Миронов пыхтел, с отвращением перебирая листочки. В мерзлотку заглянул Леонов.
— Петр Григорьевич, дорогой, — голос шефа вибрировал от глубокой задушевности, — еще два слова… Вы не обязаны со мной соглашаться, можете представлять работу к защите хоть завтра, но поверьте, — он прижал руки к груди, — я вам только добра желаю, в таком виде она не пройдет. Не тянет она на докторскую, никак не тянет.
Унизив таким образом Миронова в глазах его сотрудников, шеф сочувственно вздохнул и выкатился из лаборатории.
Месяца два о Миронове не было ни слуху, ни духу. Петр Григорьевич взял отпуск и увез свой монументальный труд в санаторий.
Наконец темнозеленые тома снова возникли в Леоновском кабинете.

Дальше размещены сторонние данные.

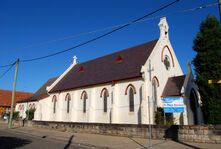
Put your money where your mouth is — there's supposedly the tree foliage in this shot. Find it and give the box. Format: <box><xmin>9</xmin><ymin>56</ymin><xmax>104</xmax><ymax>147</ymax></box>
<box><xmin>193</xmin><ymin>16</ymin><xmax>221</xmax><ymax>124</ymax></box>
<box><xmin>155</xmin><ymin>107</ymin><xmax>175</xmax><ymax>125</ymax></box>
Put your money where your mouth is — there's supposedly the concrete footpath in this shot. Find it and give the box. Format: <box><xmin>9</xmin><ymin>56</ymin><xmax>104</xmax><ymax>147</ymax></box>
<box><xmin>0</xmin><ymin>122</ymin><xmax>221</xmax><ymax>149</ymax></box>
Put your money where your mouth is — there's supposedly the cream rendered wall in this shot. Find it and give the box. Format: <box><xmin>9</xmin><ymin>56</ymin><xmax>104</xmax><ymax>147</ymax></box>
<box><xmin>141</xmin><ymin>18</ymin><xmax>183</xmax><ymax>124</ymax></box>
<box><xmin>15</xmin><ymin>101</ymin><xmax>38</xmax><ymax>119</ymax></box>
<box><xmin>45</xmin><ymin>79</ymin><xmax>143</xmax><ymax>124</ymax></box>
<box><xmin>34</xmin><ymin>97</ymin><xmax>53</xmax><ymax>121</ymax></box>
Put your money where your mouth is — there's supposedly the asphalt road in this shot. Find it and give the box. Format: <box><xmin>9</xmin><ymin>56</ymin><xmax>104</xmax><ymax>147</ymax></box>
<box><xmin>0</xmin><ymin>129</ymin><xmax>94</xmax><ymax>149</ymax></box>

— Ни черта не переделал, ни черта… — упоенно мурлыкал шеф, шныряя глазами по разделам, параграфам и главам.
— Что, подать сюда Миронова? — с готовностью спросила я.
— Самое время, — ухмыльнулся Леонов.
Сперва разговор ученых был тихим, — доносилось бормотанье Петра Григорьевича и ворчанье Алексея Николаевича. Вдруг Миронов рявкнул:
— Вздор собачий! Я двадцать лет сижу на этом…
— Хоть сто! — парировал шеф. — Ни одной свежей идеи!..
— А где ваши свежие идеи? — завизжал Петр Григорьевич. — Где вообще ваша диссертация? Кто ее видел?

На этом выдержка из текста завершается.